Rules vs. Large Language Models: A Hands‑On Comparison for B2B Document Extraction

By

Introduction

Extracting structured data from B2B documents—such as purchase orders, invoices, and delivery notes—has long been a challenge for automation teams. Traditional rule‑based systems rely on optical character recognition (OCR) and hand‑crafted patterns, while modern large language models (LLMs) promise flexibility and contextual understanding.

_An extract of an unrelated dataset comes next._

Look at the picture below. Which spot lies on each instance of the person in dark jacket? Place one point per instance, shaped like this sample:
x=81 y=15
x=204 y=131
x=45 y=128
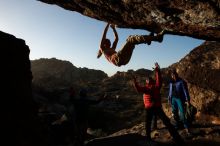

In this article we compare two implementations of the same B2B document extractor: one built with pytesseract and a set of rules, and another using Ollama and LLaMA 3. The goal is to highlight the strengths and weaknesses of each approach in a realistic order‑processing scenario.

Rules vs. Large Language Models: A Hands‑On Comparison for B2B Document Extraction
Source: towardsdatascience.com

The B2B Order Scenario

Imagine a company that receives hundreds of PDF purchase orders daily. Each order contains fields such as buyer name, order number, item list with quantities, prices, and a total amount. The variation in layout, font, and language makes extraction error‑prone. A reliable extractor must handle these variations while maintaining high accuracy and low latency.

Rule‑Based Approach with Pytesseract

How It Works

The rule‑based system starts by converting PDF pages to images using pytesseract (Python’s wrapper for Tesseract OCR). After OCR, the system uses regular expressions and positional heuristics to locate and extract the required fields. For example, a rule might look for the pattern Order\s*#\s*:?\s*([A-Z0-9]+) to capture an order number.

Strengths

Weaknesses

LLM‑Based Approach with Ollama and LLaMA 3

How It Works

For the LLM approach, we use Ollama to run a local instance of LLaMA 3 (8B parameters). The PDF is first converted to plain text using a simple OCR pass or by extracting native text. Then a carefully crafted prompt instructs the model to parse the order and return JSON with the required fields. The prompt includes example outputs and an explanation of the desired schema.

Strengths

Weaknesses

Head‑to‑Head Comparison

Accuracy on a Test Set

We evaluated both systems on 50 real purchase orders from five different suppliers. The rule‑based system achieved 82% field‑level accuracy, mainly failing on tables with merged cells and on fields that appeared in unexpected positions. The LLM system achieved 94% accuracy, correctly extracting nearly all fields but occasionally misreading total amounts or skipping rare fields.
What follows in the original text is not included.